Fakat birden hayal kırıklığına uğradım. Muhatabım kızararak başını
önüne eğmiş, önce söylediklerime bir anlam verememiş, sonra da
susmuş susmuştu. Arkadaşımın durumunu anlamıştım. Bu defa
şaşkınlık ve suskunluk sırası bana gelmişti. Bir hayli zaman
geçti, susuyorduk. Bir yandan da arkadaşıma kızmaya başlamıştım;
ne biçim Çerkes, kendi dilini bile bilmiyor, diyordum kendi
kendime.
- Susmanın sebebini anlıyorum. İçinden bana kızıyor, hatta
Çerkes olduğumdan bile kuşkulanıyorsun, değil mi, dedi.
Gerçeği saklamanın gereksizliğini düşündüm.
- Doğrusunu söylemek gerekirse öyle, dedim, çok şaşırdım.
Arkadaşım:
- Bunun cevabını sana vermek isterdim. Fakat bunu sana
başkasının açıklaması daha iyi olur. Çünkü ben bunu
açıklayabilecek durumda değilim. Ne de olsa yine içinde bir kuşku
kalacaktır, dedi.
Aradan bir hayli zaman geçti. Arkadaşım Hüdaver sık sık ziyaret
etmeye başlamıştı beni. Ayrılmaz olmuştuk birbirimizden. Yine bir
tatil günü buluştuk Hüdaver'le. Kısa bir sohbetten sonra sözümü
keserek:
- Hadi kalk, dedi. Seni Çerkes köyüne götüreceğim.

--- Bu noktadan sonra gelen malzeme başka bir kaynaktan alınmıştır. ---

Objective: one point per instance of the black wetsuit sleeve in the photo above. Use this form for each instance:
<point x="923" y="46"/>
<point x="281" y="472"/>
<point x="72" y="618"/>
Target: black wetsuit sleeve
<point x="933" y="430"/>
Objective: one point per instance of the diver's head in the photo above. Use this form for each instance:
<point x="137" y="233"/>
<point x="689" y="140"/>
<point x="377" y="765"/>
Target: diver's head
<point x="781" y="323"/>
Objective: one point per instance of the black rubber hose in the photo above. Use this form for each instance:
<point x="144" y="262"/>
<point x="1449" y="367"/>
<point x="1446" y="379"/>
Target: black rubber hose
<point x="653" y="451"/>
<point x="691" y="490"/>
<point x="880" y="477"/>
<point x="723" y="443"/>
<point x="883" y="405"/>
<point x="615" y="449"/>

Birden şaşırdım. Fakat şaşkınlığımla beraber büyük bir sevinç
kapladı içimi. Demek hayal kırıklığım boşunaymış, diyordum kendi
kendime. Birlikte yola çıktık. Arabamız yeşillikler içinde bir yol
ağzında durdu, indik. Hüdaver, köye yaklaştığımızı, girdiğimiz
yolun da Çerkesler Sapağı; olduğunu söyledi. Etrafıma bakindim,
yalnızca yemyeşil bahçeler ormanlar vardı. Ne kadar güzel yerlerdi
buralar. Duygularımı belirtmek için başımı Hüdaver’e çevirdim.
Fakat Hüdaver'in durumunu görünce neşem birden kaçtı. Yüzü ilk
konuşmamızdaki gibiydi yine. Anlamsız anlamsız bakınıp, iç
geçiriyordu. Dayanamayıp sebebini sordum.
- Biraz sonra anlayacaksın, diyerek cevapladı.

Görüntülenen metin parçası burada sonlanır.